[Docs] Add guide for RayService Incremental Upgrade KubeRay feature #58293

ryanaoleary · 2025-10-29T22:28:27Z

Description

Briefly describe what this PR accomplishes and why it's needed.

This PR adds a guide for the new zero-downtime incremental upgrade feature in KubeRay v1.5. This feature was implemented in this PR: ray-project/kuberay#3166.

Related issues

ray-project/kuberay#3209

Docs link

https://anyscale-ray--58293.com.readthedocs.build/en/58293/serve/advanced-guides/incremental-upgrade.html#rayservice-zero-downtime-incremental-upgrades

Signed-off-by: Ryan O'Leary <[email protected]>

ryanaoleary · 2025-10-29T22:29:06Z

cc: @Future-Outlier @rueian @andrewsykim and @angelinalg @dstrodtman for review from the docs team.

gemini-code-assist

Code Review

This pull request adds a new, comprehensive guide for the RayService Zero-Downtime Incremental Upgrades feature. The documentation is well-written and covers the prerequisites, mechanics, configuration, monitoring, and API of the new feature. My review includes a critical fix for a command with an incorrect version number and a suggestion to improve grammatical correctness and clarity.

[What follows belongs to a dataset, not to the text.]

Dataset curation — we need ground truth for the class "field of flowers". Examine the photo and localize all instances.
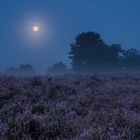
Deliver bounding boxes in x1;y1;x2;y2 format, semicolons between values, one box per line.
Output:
0;74;140;140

doc/source/serve/advanced-guides/incremental-upgrade.md

Co-authored-by: gemini-code-assist[bot] <176961590+gemini-code-assist[bot]@users.noreply.github.com> Signed-off-by: Ryan O'Leary <[email protected]>

Future-Outlier

Hi, @ryanaoleary

Can we take kind as an example in the doc, and add [optional] field if this only needs to be done in kind?
IMO,

this will be great for developers like us,
and also great for engineers who need to do POC in their company.
we can reduce maintenance burden in the future

This is my successful script to reproduce.

kind create cluster --image=kindest/node:v1.29.0
(need 1.29.0 because istio's version)
install gateway CRD

kubectl apply -f https://github.com/kubernetes-sigs/gateway-api/releases/download/v1.3.0/standard-install.yaml

[optional]

kubectl apply -f https://raw.githubusercontent.com/metallb/metallb/v0.14.7/config/manifests/metallb-native.yaml

[optional]

echo "apiVersion: metallb.io/v1beta1
kind: IPAddressPool
metadata:
  name: kind-pool
  namespace: metallb-system
spec:
  addresses:
  - 192.168.8.200-192.168.8.250
---
apiVersion: metallb.io/v1beta1
kind: L2Advertisement
metadata:
  name: default
  namespace: metallb-system
spec:
  ipAddressPools:
  - kind-pool" | kubectl apply -f -

echo "apiVersion: gateway.networking.k8s.io/v1
kind: GatewayClass
metadata:
  name: istio
spec:
  controllerName: istio.io/gateway-controller" | kubectl apply -f -

istioctl install --set profile=demo -y
install kuberay operator + CRD
apply a rayservice CR (old cluster)
apply a rayservice CR (new cluster)

Future-Outlier

is it possible to add a section to teach user how to calculate the minimum resource we need when using this feature?
For example, this is my comment.
ray-project/kuberay#3209 (comment)

Future-Outlier · 2025-10-30T08:51:38Z

doc/source/serve/advanced-guides/incremental-upgrade.md

+### 5. Rollback Support
+
+To roll back a failing or poorly performing upgrade, simply **update the `RayService` manifest back to the original configuration** (e.g., change the `image` back to the old tag).
+
+KubeRay's controller will detect that the "goal state" now matches the *active* (old) cluster. It will reverse the process:
+1.  Scale the active cluster's `target_capacity` back to 100%.
+2.  Shift all traffic back to the active cluster.
+3.  Scale down and terminate the *pending* (new) cluster.
+
+---


Is this supported now? or will be supported in the future?
I guess this is related to this PR, right?

ray-project/kuberay#4109

Removed in 809c76e, it is not currently supported but I will add documentation on it when I fix ray-project/kuberay#4109 and can get it merged.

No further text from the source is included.